The chief executive of the legendary office-furniture company MillerKnoll has gone viral. And probably not in a manner she would prefer.
In a leaked Zoom call of a MillerKnoll staff town hall last month, CEO Andi Owen addressed concerns from employees about the company’s decision to withhold bonuses. It quickly descended into her lambasting staff for complaining about the move.
“Questions came through about, ‘How can we stay motivated if we’re not going to get a bonus?‘ ” she says in the meeting recording. Owen — tapped in 2021 by Fast Company as one of the most creative people in business and celebrated that same year in the New York Times for her navigation of the coronavirus pandemic and swing-state sociopolitics — tells employees of the Zeeland, Mich., company to focus on things the company can control, such as customer service.

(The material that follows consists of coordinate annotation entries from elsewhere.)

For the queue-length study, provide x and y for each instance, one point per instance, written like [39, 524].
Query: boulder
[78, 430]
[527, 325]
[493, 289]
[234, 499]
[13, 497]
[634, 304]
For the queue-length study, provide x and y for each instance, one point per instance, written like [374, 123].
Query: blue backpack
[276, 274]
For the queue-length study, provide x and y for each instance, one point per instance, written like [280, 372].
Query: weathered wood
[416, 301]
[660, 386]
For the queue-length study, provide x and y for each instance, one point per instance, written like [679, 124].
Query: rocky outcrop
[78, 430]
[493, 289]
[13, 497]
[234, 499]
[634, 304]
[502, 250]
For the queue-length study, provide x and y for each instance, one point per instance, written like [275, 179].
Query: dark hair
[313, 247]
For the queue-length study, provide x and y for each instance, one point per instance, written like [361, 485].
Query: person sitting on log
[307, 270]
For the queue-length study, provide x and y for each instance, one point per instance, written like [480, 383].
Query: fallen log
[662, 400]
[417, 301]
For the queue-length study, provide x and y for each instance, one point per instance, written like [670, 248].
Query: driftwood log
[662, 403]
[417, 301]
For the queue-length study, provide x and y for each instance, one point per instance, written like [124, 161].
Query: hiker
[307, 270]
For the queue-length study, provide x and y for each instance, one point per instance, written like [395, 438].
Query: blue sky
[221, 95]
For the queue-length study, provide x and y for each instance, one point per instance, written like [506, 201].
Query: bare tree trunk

From the archives (April 2021): Herman Miller and Knoll to merge in $1.8 billion deal that will create design leader as companies reimagine office
“Don’t ask about: What are we going to do if we don’t get a bonus?” she said, apparently growing animated, even agitated. “Get the damn $26 million. Spend your time and your effort thinking about the $26 million we need and not thinking about what you’re going to do if you don’t get a bonus. All right? Can I get some commitment for that? I would appreciate that.”
Though she didn’t specifically identify the significance of the $26 million figure, the company’s operating expenses rose by exactly that amount in its third quarter due to “voluntary and involuntary reductions in the company’s workforce and charges for the impairment of assets associated with the decision to cease operating fully as a stand-alone brand.”
MillerKnoll’s third-quarterly filing showed that the furniture maker — the product of a 2021 merger of the Herman Miller and Knoll brands, behind products such as the Eames lounge chair and the Saarinen Tulip table, respectively — expects lower sales in the fourth quarter after posting a decline in orders and sales margins in the three months ending March 4.
Owen added that a former employer told her once that, “You can visit Pity City, but you can’t live there.”
“So people, leave Pity City,” she continued, exclaiming: “Let’s get it done.”
“You have to be a psychopath to say this stuff to your employees when you are taking a massive bonus. Does she think they won’t find out?” asked one Twitter user.
“Plenty going on here but one of many things that leapt out to me was that mere moments after she went with the “be kind to people” bit, she was yelling at workers,” another said.
The company said that the widely shared video clip had been taken out of context.
“Andi fiercely believes in this team and all we can accomplish together, and will not be dissuaded by a 90-second clip taken out of context and posted on social media,” a spokesman said in a statement.
Owen made $5 million last year. The company has yet to say how much she will make this year. The company this year has expensed $15.7 million in stock-based compensation.
MillerKnoll shares MLKN, -0.97% have dropped 12% in 2023, compared an the 8% gain for the benchmark S&P 500 SPX, -0.05%.
Other MillKnoll brands include Design Within Reach, acquired by Herman Miller a decade ago and recognized as having made the iconic midcentury designs of Charles and Ray Eames, Isamu Noguchi, George Nelson and others available to a mass, if affluent, audience without an interior designer; the Danish design brand Hay; and Holly Hunt.